Henri Nouwen said, “In order to be of service to others we have to die to them; that is, we have to give up measuring our meaning and value with the yardstick of others…. thus, we become free to be compassionate.” When you base your worth and identity on your relationship to Christ, you are freed from the expectations of others, and that allows you to really serve them best.
Servants don’t need to cover their walls with plaques and awards to validate their work. They don’t insist on being addressed by titles, and they don’t wrap themselves in robes of superiority. Servants find status symbols unnecessary, and they don’t measure their worth by their achievements. Paul said, “You may brag about yourself, but the only approval that counts is the Lord’s approval.”
If anyone had the chance of a lifetime to flaunt his connections and “name-drop,” it was James, the half-brother of Jesus. He had the credentials of growing up with Jesus as his brother. Yet, in introducing his letter, he simply referred to himself as “a servant of God and of the Lord Jesus Christ”. The closer you get to Jesus, the less you need to promote yourself.

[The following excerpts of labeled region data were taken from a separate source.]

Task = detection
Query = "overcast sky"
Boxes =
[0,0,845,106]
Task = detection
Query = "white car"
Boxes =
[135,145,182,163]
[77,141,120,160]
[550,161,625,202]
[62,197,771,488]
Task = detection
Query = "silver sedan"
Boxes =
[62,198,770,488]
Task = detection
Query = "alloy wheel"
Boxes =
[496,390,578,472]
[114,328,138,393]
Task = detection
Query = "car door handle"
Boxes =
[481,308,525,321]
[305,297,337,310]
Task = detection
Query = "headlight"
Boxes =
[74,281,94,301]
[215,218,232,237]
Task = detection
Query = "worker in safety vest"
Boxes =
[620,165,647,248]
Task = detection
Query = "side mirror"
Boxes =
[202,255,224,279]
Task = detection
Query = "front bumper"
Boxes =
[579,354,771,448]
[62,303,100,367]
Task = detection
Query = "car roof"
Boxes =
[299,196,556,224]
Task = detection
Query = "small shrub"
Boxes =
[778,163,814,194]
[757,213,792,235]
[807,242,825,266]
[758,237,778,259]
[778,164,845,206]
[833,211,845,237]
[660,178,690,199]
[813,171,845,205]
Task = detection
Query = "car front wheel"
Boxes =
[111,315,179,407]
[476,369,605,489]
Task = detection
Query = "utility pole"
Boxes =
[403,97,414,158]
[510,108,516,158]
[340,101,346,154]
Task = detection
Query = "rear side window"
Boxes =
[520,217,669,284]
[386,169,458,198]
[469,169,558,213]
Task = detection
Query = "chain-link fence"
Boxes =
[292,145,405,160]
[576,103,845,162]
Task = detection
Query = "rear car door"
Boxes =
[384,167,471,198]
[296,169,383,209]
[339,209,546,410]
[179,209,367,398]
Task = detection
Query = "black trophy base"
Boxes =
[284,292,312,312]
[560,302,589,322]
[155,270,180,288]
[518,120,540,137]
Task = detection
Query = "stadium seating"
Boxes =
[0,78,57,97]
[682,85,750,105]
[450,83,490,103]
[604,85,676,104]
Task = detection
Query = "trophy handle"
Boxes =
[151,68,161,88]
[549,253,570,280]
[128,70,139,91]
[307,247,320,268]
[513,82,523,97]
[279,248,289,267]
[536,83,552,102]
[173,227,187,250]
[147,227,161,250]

Servants think of ministry as an opportunity, not an obligation. They enjoy helping people, meeting needs, and doing ministry. They “serve the LORD with gladness.” Why do they serve with gladness? Because they love the Lord, they’re grateful for his grace, they know serving is the highest use of life, and they know God has promised a reward. Jesus promised, “The Father will honor and reward anyone who serves me.” Paul said, “He will not forget how hard you have worked for him and how you have shown your love to him by caring for other Christians.”
Imagine what could happen if just 10 percent of all Christians in the world got serious about their role as real servants. Imagine all the good that could be done. Are you willing to be one of those people? It doesn’t matter what your age is, God will use you if you begin to act and think like a servant. Albert Schweitzer said, “The only really happy people are those who have learned how to serve.”